Como los periodistas o los políticos, los motoristas no gozamos de gran prestigio social. Se nos suele atribuir una pasión desmedida por el ruido, muy especialmente cuando nuestros vecinos duermen, y por las aceras, sobre todo si se hallan transitadas por pacíficas ancianas. Preocupado por todo ello, el Ayuntamiento ha anunciado que va a endurecer las sanciones. Nada que objetar, aunque alguna vez los del gremio agradeceríamos salir en los papeles asociados a alguna causa positiva. Nunca se nos cuenta, por ejemplo, en qué medida los 225.000 vehículos de este tipo -ahí es nada- que circulan por Barcelona contribuyen a su aceptable movilidad urbana comparada con las de otras capitales de nuestro entorno. Por lo demás, no saben nuestros munícipes cómo agradeceríamos los motoristas que esos ingresos extras que les va a proporcionar nuestra incorregible manía de molestar a la gente se reinvirtieran en pintura de suelo antideslizante o en un asfaltado homogéneo que nos librara del sobresalto cotidiano. Pero no hay nada que hacer: hoy la corrección política sobre dos ruedas la acapara íntegramente la bicicleta. El día en que me pongan un telearrastre que me ice hasta la cumbre de Balmes, juro que me cambio.Mientras tanto, he de conformarme viviendo como un motociclista, es decir, manteniendo mi afición la mayoría de las veces en secreto para no herir sensibilidades y reafirmándola muy de vez en cuando de manera gregaria, que es lo que hice el pasado fin de semana yéndome en moto con unos amigotes al Guggenheim de Bilbao para ver, antes de que la cierren, la exposición El arte de la motocicleta. Una delicia. Desde un velocípedo de 1868, marca Michaux, en el que el constructor L. G. Perraux se le ocurrió montar una caldera de vapor bajo salva sea la parte del usuario, hasta la MV Augusta F4, de 1998, que te pone 128 caballos entre las ingles, un mundo fascinante de cromados se despliega a la vista. Hay artefactos de una belleza cerrada: la Megola Sport, creada en 1922 por el ingeniero alemán Fritz Cockerell, cuyo motor de cinco cilindros está montado sobre el eje de la rueda delantera; la BMW R32 (1923), pura Bauhaus con manillar, obra del ingeniero aeronáutico Max Friz, o la Majestic 350 (1930), del francés Georges Roy, que es como ir montado en un delfín.
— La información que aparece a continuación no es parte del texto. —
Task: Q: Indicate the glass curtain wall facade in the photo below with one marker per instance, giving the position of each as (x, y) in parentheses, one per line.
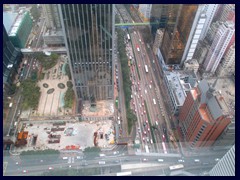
(12, 58)
(176, 33)
(88, 31)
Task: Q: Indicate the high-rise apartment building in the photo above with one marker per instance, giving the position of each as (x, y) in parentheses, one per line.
(12, 58)
(209, 10)
(218, 47)
(203, 116)
(88, 32)
(227, 64)
(226, 165)
(51, 14)
(228, 13)
(185, 25)
(159, 16)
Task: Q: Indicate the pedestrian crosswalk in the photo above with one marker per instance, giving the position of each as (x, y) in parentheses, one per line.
(16, 158)
(4, 167)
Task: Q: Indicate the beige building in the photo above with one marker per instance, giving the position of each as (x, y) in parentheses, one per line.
(158, 41)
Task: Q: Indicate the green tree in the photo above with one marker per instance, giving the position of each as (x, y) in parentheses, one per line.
(35, 12)
(68, 72)
(54, 56)
(30, 93)
(91, 152)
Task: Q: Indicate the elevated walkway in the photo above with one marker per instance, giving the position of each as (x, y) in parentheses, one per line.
(60, 50)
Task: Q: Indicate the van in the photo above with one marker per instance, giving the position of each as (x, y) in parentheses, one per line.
(196, 160)
(101, 162)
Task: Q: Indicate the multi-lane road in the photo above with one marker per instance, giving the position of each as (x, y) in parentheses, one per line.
(145, 89)
(39, 165)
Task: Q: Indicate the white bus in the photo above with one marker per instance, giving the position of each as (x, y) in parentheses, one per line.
(128, 36)
(164, 148)
(177, 166)
(146, 148)
(154, 101)
(128, 173)
(146, 68)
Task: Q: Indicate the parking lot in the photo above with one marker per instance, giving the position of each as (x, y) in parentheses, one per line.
(71, 136)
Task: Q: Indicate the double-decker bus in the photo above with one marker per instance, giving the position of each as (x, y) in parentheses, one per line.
(128, 37)
(164, 148)
(176, 167)
(146, 68)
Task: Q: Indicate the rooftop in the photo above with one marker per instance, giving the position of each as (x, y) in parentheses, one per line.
(14, 28)
(225, 95)
(176, 87)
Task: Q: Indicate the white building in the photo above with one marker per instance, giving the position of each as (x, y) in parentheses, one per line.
(52, 16)
(227, 65)
(209, 10)
(145, 11)
(191, 65)
(228, 13)
(177, 86)
(218, 47)
(226, 165)
(196, 31)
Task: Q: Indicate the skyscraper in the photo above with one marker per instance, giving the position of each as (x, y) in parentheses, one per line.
(209, 10)
(218, 47)
(227, 64)
(182, 33)
(226, 165)
(51, 13)
(203, 116)
(145, 11)
(88, 32)
(12, 58)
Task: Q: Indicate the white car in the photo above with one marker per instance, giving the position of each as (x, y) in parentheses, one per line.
(196, 160)
(180, 160)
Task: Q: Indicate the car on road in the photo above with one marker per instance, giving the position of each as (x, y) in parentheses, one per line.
(101, 162)
(116, 152)
(196, 160)
(180, 160)
(25, 171)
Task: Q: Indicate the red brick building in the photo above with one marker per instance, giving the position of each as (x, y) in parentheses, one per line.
(203, 116)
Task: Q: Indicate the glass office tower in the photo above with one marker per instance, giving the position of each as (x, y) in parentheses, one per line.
(88, 31)
(177, 31)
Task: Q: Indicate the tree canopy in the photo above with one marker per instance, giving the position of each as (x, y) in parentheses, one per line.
(31, 94)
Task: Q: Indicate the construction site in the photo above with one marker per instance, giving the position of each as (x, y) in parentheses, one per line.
(65, 136)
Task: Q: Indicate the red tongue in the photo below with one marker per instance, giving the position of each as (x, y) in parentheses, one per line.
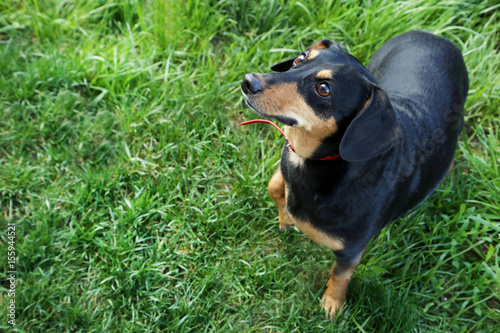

Pero si algo nos puede a los motoristas es el mito y esta exposición se encarga de satisfacerlo con creces. Allí está la Brough Superior SS100 Alpine Grand Sport, de dos cilindros en V, que alcanzaba los 160 kilómetros por hora. Lawrence de Arabia se mató en 1935 con una de ellas, la séptima que tuvo en 11 años, al tratar de esquivar a un ciclista (para que luego digan). Más allá se exhibe una réplica de la Harley-Davidson Chopper, de 1969, concebida para la película Easy rider: el catálogo incluye un poema, titulado Las motos siempre fueron trabajo para mí, de Dennis Hopper ("así termina la cabalgata hasta la próxima vez/ que me suba a una moto/ me estrelle y me incendie/ y me mee en el fuego"), en el que explica que la marca no les quiso ceder ninguno de sus modelos por temor a que su imagen quedara dañada, por lo que Peter Fonda montó esa maravilla sirviéndose de piezas de viejas Harley adquiridas en subasta. Hay espacio también para los grandes récords: está la MV Agusta con la que sir John Surtees consiguió el título mundial de 500 cc en 1956, iniciando la larga serie de éxitos de la marca italiana que culminaría Giacomo Agostini, o la minimalista Derbi 50 con la que Ángel Nieto se adjudicó en 1970 el primer triunfo de la serie de 12+1 que acumularía en su extraordinaria carrera.

Mi orgullo de motero catalán empieza a henchirse por momentos: de Derbi no está sólo la de Nieto, sino también la popular Antorcha, más conocida como la Derbi paleta. Recuerdo entonces que Youichi Ui ha ganado la última prueba de 125cc, con una máquina salida de la factoría de Mollet, nada menos que en el circuito de Suzuka, dando para el pelo a los constructores japoneses. Repaso complacido, a partir de ahí, los grandes nombres del motociclismo catalán actual: Crivillé, Checa, Alzamora, Gibernau. Este último, por cierto, nieto de don Paco Bultó, creador de la mítica Bultaco Metralla, protagonista de grandes hazañas en la isla de Man, donde encontró la muerte Santiago Herreros a lomos de una Ossa. La Metralla se halla expuesta en el Guggenheim junto a otra moto catalana no menos gloriosa, la Montesa Impala, con la que Enrique Vernis, Rafael Marsans, Manuel Maristany, Oriol Regàs y Tei Elizalde viajaron de Ciudad del Cabo a Barcelona en 1962. Le pongo un solo reparo a la exhibición de Bilbao: que no haya incluido ninguna Sanglas, la marca española dedicada a la gran cilindrada que vio la luz en Poblenou en 1945.

De vuelta a Barcelona bajo el diluvio, me pregunto por qué el motociclismo tiene tan mala prensa, con lo alto que dejamos el pabellón de la patria allá adonde vamos.